A "positive" announcement was expected to be released before the middle of next week, the source said.

The 83-year-old Timaru-based company, the largest private finance company in the country, is well past its own September 30 deadline for releasing the debenture stock prospectus.

With impaired loans and past-due-date loans in excess of $350 million and about $1 billion due in debenture releases during the coming year, South Canterbury needs a "white knight" investor, Craigs Investment Partners broker Peter McIntyre said yesterday.

"I doubt if South Canterbury will go for a public listing now with the number of issues investors have had to digest.

They desperately need a white knight," he said, saying that could be in the form of a hedge fund, investment bank or private equity injection.

In mid-August, international rating agency Standard and Poor's downgraded SCF bonds from investment grade to non-investment rating, effectively junk bonds, and a month later South Canterbury placed debenture funds into trust and ceased taking new securities as it sought to amend and reissue a prospectus put out in August.

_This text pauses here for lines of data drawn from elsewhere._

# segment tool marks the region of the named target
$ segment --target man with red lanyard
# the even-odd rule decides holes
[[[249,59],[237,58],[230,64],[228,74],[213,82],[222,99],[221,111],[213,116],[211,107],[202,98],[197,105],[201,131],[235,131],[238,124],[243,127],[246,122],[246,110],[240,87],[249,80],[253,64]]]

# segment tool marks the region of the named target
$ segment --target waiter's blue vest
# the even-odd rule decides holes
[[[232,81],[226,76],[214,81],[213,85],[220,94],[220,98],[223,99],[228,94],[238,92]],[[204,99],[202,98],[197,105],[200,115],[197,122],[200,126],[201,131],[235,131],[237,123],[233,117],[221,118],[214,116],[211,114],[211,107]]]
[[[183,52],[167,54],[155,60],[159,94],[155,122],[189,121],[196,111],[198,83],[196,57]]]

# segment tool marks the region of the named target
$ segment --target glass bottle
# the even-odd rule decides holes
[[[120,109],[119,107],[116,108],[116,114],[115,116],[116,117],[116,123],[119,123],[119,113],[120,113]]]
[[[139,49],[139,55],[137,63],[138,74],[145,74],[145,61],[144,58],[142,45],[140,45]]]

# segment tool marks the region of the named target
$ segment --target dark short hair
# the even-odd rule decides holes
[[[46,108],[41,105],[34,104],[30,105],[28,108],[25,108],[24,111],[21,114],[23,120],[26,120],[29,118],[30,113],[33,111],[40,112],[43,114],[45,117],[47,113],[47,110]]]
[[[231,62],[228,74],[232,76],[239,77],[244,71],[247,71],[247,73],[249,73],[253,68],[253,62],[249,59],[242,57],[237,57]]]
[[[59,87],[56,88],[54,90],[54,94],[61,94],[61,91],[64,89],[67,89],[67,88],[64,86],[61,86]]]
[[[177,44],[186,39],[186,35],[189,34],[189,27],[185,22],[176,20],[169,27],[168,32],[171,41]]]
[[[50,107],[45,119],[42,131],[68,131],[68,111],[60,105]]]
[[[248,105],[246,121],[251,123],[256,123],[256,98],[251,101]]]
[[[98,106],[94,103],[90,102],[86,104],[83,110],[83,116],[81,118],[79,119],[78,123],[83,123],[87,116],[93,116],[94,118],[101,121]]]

The downgrade triggered an entitlement that a consortium of US investors had three months in which it could call in $US100 million of funding extended to South Canterbury.

Mr McIntyre said, aside from the loan itself, the penalty interest payments, and possibly break fees, could total millions of dollars.

A sharemarket float was mooted in early August, with Mr McIntyre picking at the time more than $200 million would be sought, based on SCF's loan book growth to $1.6 billion, but that would not be attractive to investors at present, he said.

Shareholder and South Canterbury chairman Alan Hubbard had injected $45 million into the company, and underwritten a further $25 million, but Mr McIntyre believes Mr Hubbard's financial resources have been "used to their fullest extent".

South Canterbury is also teetering on the edge of its minimum S&P rating at BB+ and should it be downgraded further it would fall outside the Government's guarantee scheme.

To remain in the extended scheme until October next year could cost South Canterbury an estimated $20 million to $25 million.